Angka Rp 400 juta tergolong kecil bagi laki-laki Tiongkok yang ingin mendapatkan istri. Pasalnya, ucap Hariyanto, di negeri sendiri mereka harus merogoh kocek sampai dengan Rp 2 miliar jika ingin mendapatkan perempun untuk diperistri.

“Tiongkok memberlakukan kebijakan 1 anak. Di sana, kebanyakan anak laki-laki. Jadi timpang. Ketika mau menikah, orang-orang Tiongkok yang tidak mampu harus mengeluarkan biaya sekitar Rp 2 miliar. Itulah mengapa mereka mencari pasangan dari luar negeri,” ucapnya.

Laki-laki Tiongkok menyukai perempuan asal Kalimantan Barat, karena memiliki paras yang mirip dengan orang China daratan. Selain di Indonesia, negara-negara lainnya yang sering menjadi sasaran adalah Vietanam, Kamboja, dan Ukraina.

Haryanto menegaskan, praktik mencari istri dengan cara seperti itu masuk dalam kategori TPPO. Pasalnya, banyak proses administrasi yang tidak dilakukan sebagaimana mestinya.

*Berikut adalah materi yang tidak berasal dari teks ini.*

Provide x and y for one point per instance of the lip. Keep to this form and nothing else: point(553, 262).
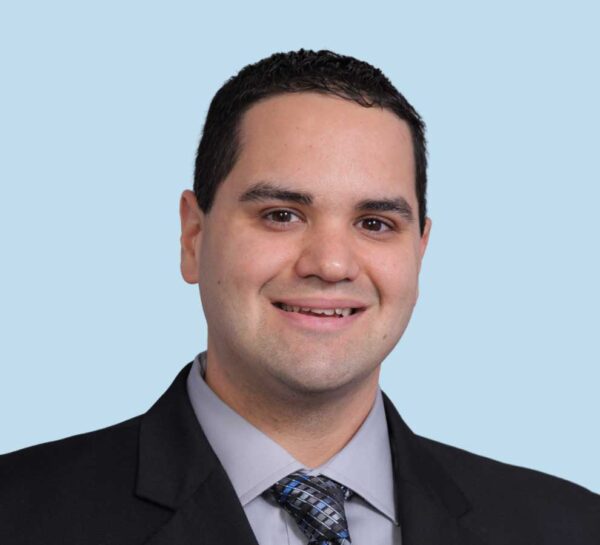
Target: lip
point(320, 324)
point(321, 303)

Pernikahan antar warga negara yang sah tidak bisa dilakukan secara instan.

“Secara dokumen, mereka sebetulnya tidak dinikahkan. Banyak dokumen palsu. Selain itu, kalau memang niat cari istri, mereka harusnya bisa memperlakukan perempuan dengan baik,” ucap dia.

SBMI mendesak kepolisian meringkus jaringan TPPO berkedok pernikahan. Kasus ini tidak akan selesai jika pelakunya dibiarkan terus beroperasi. Selain itu, pemerintah daerah harus aktif mengedukasi masyarakat bahwa praktik seperti itu adalah pernikahan yang tidak sah menurut Undang-undang yang berlaku.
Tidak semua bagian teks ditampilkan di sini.